First and foremost, people are wary of the technology that is building part of the solution
by Raj Mukherjee, Indeed’s senior vice president of product
Before email, before social media, and long before job sites, job seekers had their work cut out for them. Getting hired meant trawling through newspapers, printing off your résumé and rushing to the post office before 5pm. Although recruitment processes have been streamlined in recent years, the job market still has its pitfalls. Sure, things have moved online – CVs land in email inboxes rather than PO boxes – but, when we get down to it, the recruitment process has stayed relatively the same.
It’s something we at Indeed are very aware of, and it’s what keeps us awake at night. How do we fundamentally change the jobseeker experience? Matching people to the right roles – what I like to call the “holy grail of recruiting” – is something that presents major challenges.
First and foremost, people are wary of the technology that is building part of the solution.
Indeed launched in 2004, (and has been in the Australian market since 2013) since then we have accumulated data from more than 2 million CVs in Australia alone, and 21 million company reviews worldwide. And it’s through this data that we’ve come to the realisation that the use of artificial intelligence is a key element in finding that holy grail.
People talk about how AI will consume jobs. This couldn’t be further from the truth. In the next decade or two, AI is going to relieve many people of mundane tasks, and open them up to jobs, or elements of their current roles, that are more interesting and importantly, more fun. For us, AI is the smartest tool at the moment to assist job seekers in securing those interesting and engaging jobs.
We recently ran a survey which found that almost half of jobseekers say the biggest challenge for them is being presented with too many roles, and not necessarily ones that are a good fit. For instance, if you type “Marketing Jobs Australia” into Google, you’ll get more than 98 million results! It’s therefore not hard to see why jobseekers are currently at a huge disadvantage in finding the role best suited to them.
On the other hand, AI can look at millions and millions of resumés in a matter of minutes, learning patterns that make a particular resumé successful for a certain job. This is a huge contrast from the traditional recruitment route, where there is pressure on both sides of the hiring process to get the role filled ASAP. Recruiters will typically spend as little as six seconds scanning a CV to decide whether someone is right for a role. This process means applicants are often up against bias – whether conscious or unconscious – and can be subject to long, pointless checks (for example having to submit university results after a decade of solid experience). Through AI we can instead predict which jobs are a suitable fit for an individual, by extracting information from CVs or job descriptions to personalise search results for job seekers making hiring more inclusive amongst employers. This helps ensure that both job seekers and employers find the best-fit.

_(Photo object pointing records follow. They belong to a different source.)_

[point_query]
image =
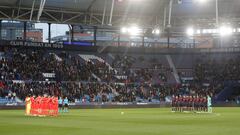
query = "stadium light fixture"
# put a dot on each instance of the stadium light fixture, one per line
(124, 30)
(190, 31)
(156, 31)
(134, 30)
(225, 31)
(201, 1)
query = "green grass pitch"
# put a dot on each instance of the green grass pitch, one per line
(224, 121)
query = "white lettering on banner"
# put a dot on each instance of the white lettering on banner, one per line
(36, 44)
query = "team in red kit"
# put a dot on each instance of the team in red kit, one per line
(189, 103)
(42, 106)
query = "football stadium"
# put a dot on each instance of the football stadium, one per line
(119, 67)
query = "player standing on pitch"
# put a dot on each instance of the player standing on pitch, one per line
(65, 102)
(209, 104)
(60, 102)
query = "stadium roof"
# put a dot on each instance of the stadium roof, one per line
(147, 13)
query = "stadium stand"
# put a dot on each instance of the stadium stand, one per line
(86, 77)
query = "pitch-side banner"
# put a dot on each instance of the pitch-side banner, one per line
(30, 44)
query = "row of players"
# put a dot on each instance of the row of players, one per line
(45, 105)
(191, 103)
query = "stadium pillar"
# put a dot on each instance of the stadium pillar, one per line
(111, 12)
(168, 37)
(0, 29)
(170, 13)
(217, 18)
(104, 12)
(143, 40)
(119, 39)
(95, 36)
(25, 31)
(72, 33)
(49, 33)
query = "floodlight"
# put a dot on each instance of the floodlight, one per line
(190, 31)
(201, 1)
(124, 30)
(225, 31)
(156, 31)
(134, 30)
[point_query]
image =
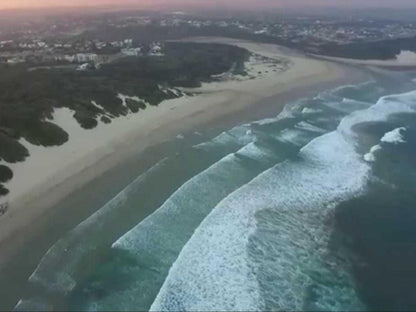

Eventually, AI will be embedded in every step of the recruitment process, from recommending the best position to apply for through to when to ask for a raise. Recruiters will also have more time to build human relationships, leaving the monotonous tasks of evaluation and skill fit to machines that can do it better - in a more reputable, fairer fashion.
But AI can’t do all the heavy lifting. While circling adverts with a marker has largely been replaced with sophisticated algorithms and processing techniques, we know AI is not perfect, and there are opportunities to further improve the job seeker experience. Sure, AI can assist in finding the best talent, but a personal connection and affinity will remain the final clincher in the recruitment process.
At the end of the day, when candidates are deciding on the offer, it’s a personal connection that they have experienced during the hiring process that will determine if the role is a good fit for them.
A trifecta of developments has allowed us to suddenly transform an industry that hasn’t changed for many decades, for the better: improved algorithms, more data than ever before (Indeed generates more than 25 terabytes of jobseeker activity data per day around the world), and more computing power thanks to innovations such as cloud computing, all help. However, no matter how data-driven we get, people will continue to struggle to find their dream job without a sense of the people they’ll be working with. We need to harness AI to give us opportunities to further build on those human connections. It’s for this reason that we should look at AI in the hiring process as an opportunity, and not a threat.